Senior Security Automation Engineer (DevSecOps)
Analogic
- Location
- Onsite (Salem, NH)
- Employment
- Full-time
- Level
- Senior Level
About the Role
Analogic is seeking a Senior Security Automation Engineer to build a modern, greenfield security automation platform. This role offers the opportunity to engineer systems that protect global critical infrastructure and national security.
Skills
Full job details
What You’ll Be Building
You’ll help design and implement a modern security automation platform, including:
- Compliance-as-Code (STIG, CIS, ISO 27001 controls enforced programmatically)
- Immutable, hardened Linux images built through container workflows
- CI/CD pipelines with embedded security gates (GitLab)
- Automated vulnerability management pipelines (scan → triage → remediate → verify)
- Infrastructure-as-Code for security tooling and scanning platforms
This isn’t maintenance work—this is greenfield engineering.
Why This Work Matters
Your code will secure CT-based screening systems deployed globally across:
- Airports
- Border control
- Critical infrastructure
These systems operate in regulated, high-security environments where failures have real-world consequences.

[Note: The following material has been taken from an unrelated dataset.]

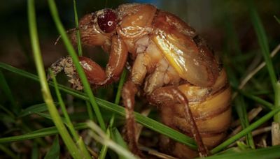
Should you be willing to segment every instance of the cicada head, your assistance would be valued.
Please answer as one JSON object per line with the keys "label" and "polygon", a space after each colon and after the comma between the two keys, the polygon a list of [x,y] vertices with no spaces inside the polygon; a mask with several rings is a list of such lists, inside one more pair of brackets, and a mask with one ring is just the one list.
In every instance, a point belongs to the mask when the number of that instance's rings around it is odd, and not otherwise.
{"label": "cicada head", "polygon": [[[103,45],[115,33],[118,14],[112,9],[103,9],[85,15],[79,22],[82,43],[85,45]],[[72,41],[76,43],[76,31]]]}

You’re not just building pipelines—you’re protecting national infrastructure at scale.
What You’ll Do
- Build and maintain Ansible-based hardening frameworks (DISA STIG, OpenSCAP)
- Engineer secure CI/CD pipelines with enforced security gates
- Create container-based OS images that pass compliance pre-deployment
- Develop Terraform-managed security infrastructure (Tenable, OpenSearch, Grafana)
- Automate vulnerability remediation pipelines
- Replace manual audit prep with continuous compliance and auto-generated evidence
- Map technical controls directly to ISO 27001 requirements
Tech You’ll Work With
- Ansible, Terraform, GitLab CI/CD
- Linux (RHEL/CentOS ecosystem)
- Containers (Docker/Podman, image pipelines)
- Vulnerability scanning (Tenable/Nessus/OpenVAS)
- OpenSCAP, STIG, CIS benchmarks
- OpenSearch / Grafana
What We’re Looking For
- Experience in DevOps, SRE, or security engineering
- Strong automation mindset—you eliminate manual processes
- Hands-on with infrastructure-as-code and CI/CD pipelines
- Comfortable working in Linux-heavy, production environments
- Experience (or strong interest) in security automation and compliance engineering
What Makes This Different
- Greenfield opportunity – build systems from scratch, not maintain legacy
- Engineering-first security – automation over documentation
- Real-world impact – security that protects global infrastructure
- Cross-functional influence – partner with engineering, cybersecurity, and platform teams
- Modern stack – CI/CD, containers, IaC, and compliance automation
Bottom Line
If you’re a DevOps or SRE engineer who moved into security—or a security engineer who writes real code—this is an opportunity to build something modern, meaningful, and scalable.